Friday 11 November 2011

IRAN and the GLOBAL BALANCE OF POWER

What would the world order look like if the US decided on rapprochement with Iran, and what would be achieved if the US decided to continue to escalate the existing confrontation? Many well-paid analysts and propagandists in the West have a stake in having the confrontation continue, just as many who made careers during the Cold War had a stake in the Cold War.

For a while, the US and many in the West were hoping that the 'Arab Spring' would spread to Iran, but instead it caught fire in Israel and US. Given that internal turmoil has not shaken the Islamic Republic, what does the US do now? More sanctions, let Israel engage in surgical strikes against Iran's nuclear facilities, continue with the policy of encirclement, try to convince the Russians and the Chinese to go along with US containment policy? How would the global balance of power change if the US ended its cold war with Iran?

The US spends almost as much on its defense as the rest of world combine. With the world's largest military arsenal, nuclear and conventional weapons, with the ability to blow up the planet several times, the US, which is the only country in the world that has used nuclear weapons. The US has a long history of military interventions in Islamic countries, and a long record of a bogus war on terror that singles out Muslims.

Despite this reality, the US government wants the world to believe that Iran is the real threat to global security. While China, India and North Korea have agreed to a no-first use strike, the US refuses to take the same pledge, resorting instead to the doctrine of "Nuclear Posture Review" (April 2010) intended as a deterrent against all nations. Moreover, the US is not at all bothered that Israel is a nuclear power, but it is bothered that Iran has been trying to develop a nuclear energy program, one that could at some point in the future be converted for military uses.

On 9 November 2011, the UN International Atomic Energy Agency (IAEA) published a report alleging that Iran has taken new steps toward the development of a nuclear weapons program. The evidence that the agency provides is mostly old and about the only new element if how it synthesized them to draw conclusions tailored made for the US to use in order to call on the Europeans for new sanctions. Neither the Russians nor the Chinese accepted the IAEA report as evidence of anything new in Iran, while the US and Israel used the report to call on nations to punish Iran.

On 8 November 2011, I wrote that the Sarkozy-Obama off-the-record comments about Israel's Prime Minister, caaling him a liar and difficult to deal with, were intended to undermine his policies specially with regard to Iran that Tel Aviv had expressed an interest in hitting to set back its nuclear program.

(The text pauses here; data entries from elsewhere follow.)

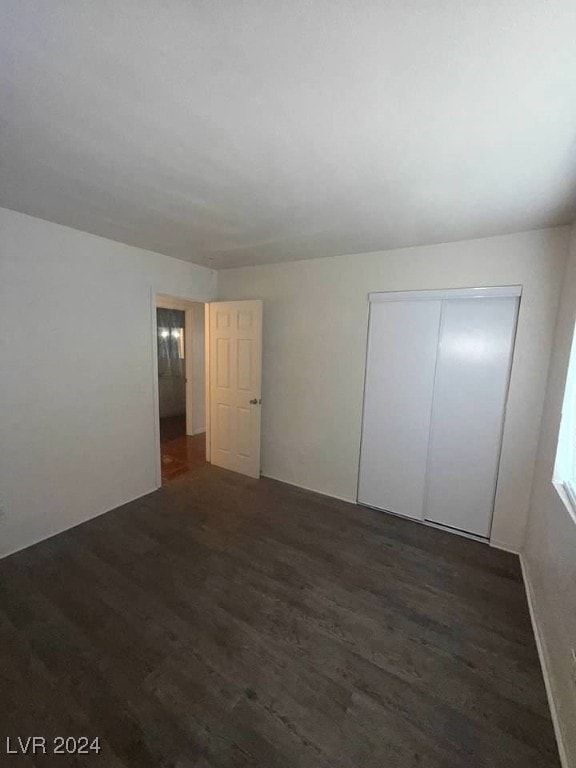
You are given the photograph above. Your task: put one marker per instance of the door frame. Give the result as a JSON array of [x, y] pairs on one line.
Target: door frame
[[165, 301]]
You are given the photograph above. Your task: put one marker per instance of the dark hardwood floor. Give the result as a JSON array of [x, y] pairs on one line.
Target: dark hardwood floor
[[223, 621], [179, 452]]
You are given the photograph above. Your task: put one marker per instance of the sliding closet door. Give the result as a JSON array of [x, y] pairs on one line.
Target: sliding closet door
[[473, 368], [402, 343]]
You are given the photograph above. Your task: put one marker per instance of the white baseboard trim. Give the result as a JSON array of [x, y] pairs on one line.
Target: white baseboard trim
[[306, 488], [545, 665], [502, 546]]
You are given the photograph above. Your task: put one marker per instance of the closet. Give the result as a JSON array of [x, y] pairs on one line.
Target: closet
[[437, 372]]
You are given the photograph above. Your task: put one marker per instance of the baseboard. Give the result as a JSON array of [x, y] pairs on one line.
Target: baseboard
[[75, 525], [545, 665], [503, 547], [312, 490]]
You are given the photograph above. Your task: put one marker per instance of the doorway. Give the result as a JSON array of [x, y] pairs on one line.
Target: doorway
[[180, 339]]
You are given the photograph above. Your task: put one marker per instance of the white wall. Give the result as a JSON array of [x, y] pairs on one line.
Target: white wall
[[77, 426], [550, 550], [315, 325]]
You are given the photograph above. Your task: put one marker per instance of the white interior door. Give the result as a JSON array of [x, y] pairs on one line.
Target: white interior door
[[472, 372], [402, 344], [235, 363]]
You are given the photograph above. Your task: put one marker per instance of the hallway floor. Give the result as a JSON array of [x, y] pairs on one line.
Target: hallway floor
[[225, 622], [179, 452]]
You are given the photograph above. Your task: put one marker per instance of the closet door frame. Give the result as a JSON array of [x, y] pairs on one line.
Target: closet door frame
[[484, 292]]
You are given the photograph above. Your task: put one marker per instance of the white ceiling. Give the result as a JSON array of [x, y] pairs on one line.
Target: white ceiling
[[233, 132]]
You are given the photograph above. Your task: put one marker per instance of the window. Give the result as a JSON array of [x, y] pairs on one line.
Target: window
[[565, 466]]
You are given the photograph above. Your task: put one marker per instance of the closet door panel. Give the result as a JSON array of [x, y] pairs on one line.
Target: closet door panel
[[402, 346], [473, 367]]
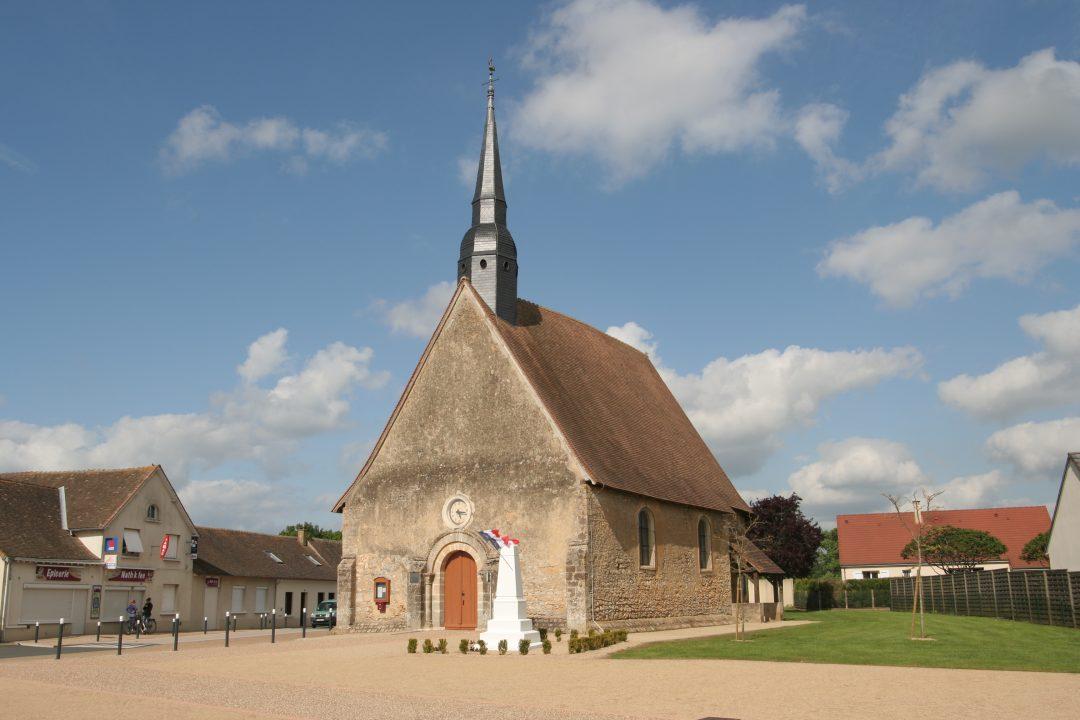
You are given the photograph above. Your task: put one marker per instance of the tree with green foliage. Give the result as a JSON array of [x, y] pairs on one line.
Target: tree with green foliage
[[785, 534], [954, 549], [827, 561], [312, 530], [1035, 551]]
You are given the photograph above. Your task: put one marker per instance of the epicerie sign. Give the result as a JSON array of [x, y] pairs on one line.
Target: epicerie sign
[[54, 572]]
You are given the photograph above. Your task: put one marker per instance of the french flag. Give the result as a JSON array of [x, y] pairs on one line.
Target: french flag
[[498, 540]]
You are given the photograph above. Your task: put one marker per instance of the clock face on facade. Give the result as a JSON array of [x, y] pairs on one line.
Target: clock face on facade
[[458, 511]]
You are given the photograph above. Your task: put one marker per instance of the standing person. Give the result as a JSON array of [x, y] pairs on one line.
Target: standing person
[[132, 614]]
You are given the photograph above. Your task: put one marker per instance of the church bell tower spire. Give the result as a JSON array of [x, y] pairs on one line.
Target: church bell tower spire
[[488, 255]]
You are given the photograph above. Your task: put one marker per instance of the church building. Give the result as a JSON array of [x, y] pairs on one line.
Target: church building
[[522, 419]]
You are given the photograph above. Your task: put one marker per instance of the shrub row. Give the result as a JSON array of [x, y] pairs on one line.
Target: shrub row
[[828, 593], [595, 640]]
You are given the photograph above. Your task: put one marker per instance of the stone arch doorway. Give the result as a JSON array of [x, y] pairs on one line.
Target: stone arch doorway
[[459, 592]]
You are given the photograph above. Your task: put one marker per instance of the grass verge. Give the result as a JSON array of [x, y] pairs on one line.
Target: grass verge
[[866, 637]]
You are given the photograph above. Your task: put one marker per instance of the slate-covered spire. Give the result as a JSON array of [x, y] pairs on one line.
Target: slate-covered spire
[[488, 255]]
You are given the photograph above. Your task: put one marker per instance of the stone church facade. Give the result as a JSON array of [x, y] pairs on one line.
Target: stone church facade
[[525, 420]]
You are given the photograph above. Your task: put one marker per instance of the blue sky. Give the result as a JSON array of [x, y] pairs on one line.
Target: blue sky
[[847, 232]]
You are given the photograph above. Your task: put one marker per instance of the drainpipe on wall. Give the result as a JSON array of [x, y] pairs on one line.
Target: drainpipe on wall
[[7, 594]]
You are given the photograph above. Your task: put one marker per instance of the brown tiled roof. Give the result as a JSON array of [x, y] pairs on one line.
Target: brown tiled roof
[[879, 538], [616, 410], [760, 561], [617, 413], [30, 525], [94, 497], [245, 555]]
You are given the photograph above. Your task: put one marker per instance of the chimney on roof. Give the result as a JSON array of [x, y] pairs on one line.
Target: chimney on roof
[[63, 498]]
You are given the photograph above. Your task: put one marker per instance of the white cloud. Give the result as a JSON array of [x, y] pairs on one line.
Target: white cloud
[[203, 136], [818, 130], [997, 238], [1040, 380], [265, 356], [417, 316], [972, 491], [1036, 449], [741, 406], [264, 425], [15, 160], [241, 504], [626, 80], [852, 475], [963, 122]]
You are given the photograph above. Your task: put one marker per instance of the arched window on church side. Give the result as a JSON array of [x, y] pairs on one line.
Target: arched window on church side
[[646, 539], [704, 544]]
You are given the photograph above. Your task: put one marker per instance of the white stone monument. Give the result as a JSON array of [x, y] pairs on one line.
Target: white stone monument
[[509, 620]]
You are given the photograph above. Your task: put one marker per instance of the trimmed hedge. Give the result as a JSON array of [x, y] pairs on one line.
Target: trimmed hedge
[[595, 640], [828, 593]]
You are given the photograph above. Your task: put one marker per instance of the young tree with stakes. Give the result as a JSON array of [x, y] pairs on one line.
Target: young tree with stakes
[[917, 530]]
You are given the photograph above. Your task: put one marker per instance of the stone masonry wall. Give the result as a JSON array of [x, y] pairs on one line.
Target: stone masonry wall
[[471, 425], [675, 588]]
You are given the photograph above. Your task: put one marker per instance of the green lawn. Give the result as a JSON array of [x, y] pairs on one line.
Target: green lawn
[[867, 637]]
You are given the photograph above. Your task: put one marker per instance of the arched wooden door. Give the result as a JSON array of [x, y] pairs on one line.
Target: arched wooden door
[[459, 593]]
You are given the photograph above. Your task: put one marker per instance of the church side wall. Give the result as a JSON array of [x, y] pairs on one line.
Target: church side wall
[[675, 592], [470, 426]]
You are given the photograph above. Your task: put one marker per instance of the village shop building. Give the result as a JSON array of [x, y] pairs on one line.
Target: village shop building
[[248, 574], [871, 544], [81, 544], [523, 419]]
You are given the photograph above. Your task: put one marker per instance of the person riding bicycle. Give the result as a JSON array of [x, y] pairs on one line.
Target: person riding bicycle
[[132, 614]]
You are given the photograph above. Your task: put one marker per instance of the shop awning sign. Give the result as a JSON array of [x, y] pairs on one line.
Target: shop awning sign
[[56, 572], [131, 575]]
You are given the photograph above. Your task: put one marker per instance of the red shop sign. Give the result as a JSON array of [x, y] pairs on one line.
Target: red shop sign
[[131, 575], [54, 572]]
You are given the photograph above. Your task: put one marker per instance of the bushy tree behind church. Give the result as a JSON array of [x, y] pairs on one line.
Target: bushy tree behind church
[[785, 534], [312, 530]]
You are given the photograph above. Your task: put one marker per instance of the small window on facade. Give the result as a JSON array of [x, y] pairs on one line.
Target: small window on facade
[[646, 539], [704, 544]]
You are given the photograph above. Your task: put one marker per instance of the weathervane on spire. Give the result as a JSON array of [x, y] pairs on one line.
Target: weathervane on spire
[[490, 77]]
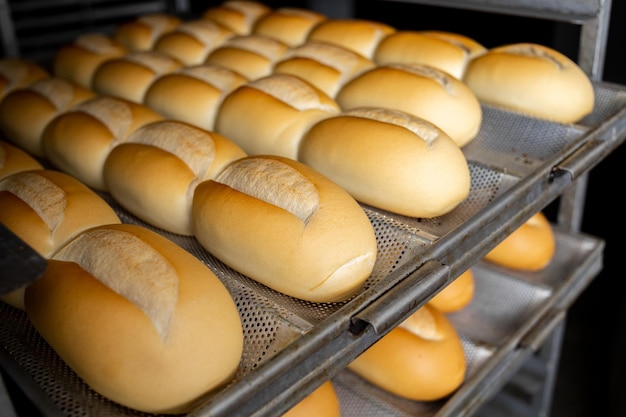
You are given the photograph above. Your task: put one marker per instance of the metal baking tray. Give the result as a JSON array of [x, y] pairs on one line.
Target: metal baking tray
[[511, 314], [518, 165]]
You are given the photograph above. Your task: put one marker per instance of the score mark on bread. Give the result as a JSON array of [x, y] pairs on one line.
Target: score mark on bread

On 11 November 2011, US Defense Secreatry Leon Panetta stated that military action against Iran could have "unintended consequences" in the region, and it would only delay not stop its nuclear program. Panetta is concerned about US forces in the region, but also because Iran has the capability to disrupt oil traffic in the Straits of Hormuz, thus causing a major shock in the world economy.

The US prefers to work with the European Union to impose new sanctions against Iran, although history has shown that sanctions have not worked. Beyond the question of sanctions that simply indicate that the US is only interested in pursuing the Cold War against Iran that it intends to keep encircled, there is also the question of whether the US can or should stop Iran from pursuing its nuclear program, a program that in the future can be converted to serve military purposes.

If the US is to continue to play the world's policeman because it is the world's preeminent military power, should it not at least concede that China and Russia, which enjoy balance of payments surpluses and have the ability to help debtor nations, including the US and EU members, should be the world's monetary policemen? If it does not agree with that suggestion, then why did the IMF chief go to Moscow and Beijing asking them to help the debtor nations so that the world economy can maintain its balance?

Is it not the case the nuclear weapons in the post-Cold War era are not nearly as significant as achieving global financial equilibrium? Why should China and Russia go along with the US in undermining Iran nuclear energy program so that the US and Israel maintain a hegemonic military role that determines the balance of power in the Middle East? Why should China and Russia go out their way to help with debtor problems in the West that has a history of using its economic power to subjugate the East in the post-Communist era, during the Cold War era, and in the pre-Communist (old Imperialism) era? Although it is entirely up to the US to take the initiative to ameliorate relations with Iran and to work toward rapprochement, there are corporate interests that include defense contractors, as well as right-wing ideologues, Israel, a number of Arab states that do not wish for the US to end the cold war with Iran.

1 comment:

Anonymous said...

"[T]he US is not at all bothered that Israel is a nuclear power, . . ." vs. Iran is due to Iran's leader having openly claimed he sought to remove a nation. He seeks to question a peoples history as it is written by eyewitness.

This has been supported by his own admissions at the UN in New York, and witnesses by multitudes. By all means, this is a case that transcends boundaries not just les liasons dangereuses.

As to who is to make capitol of the suicide of the week news review snippet is up to them.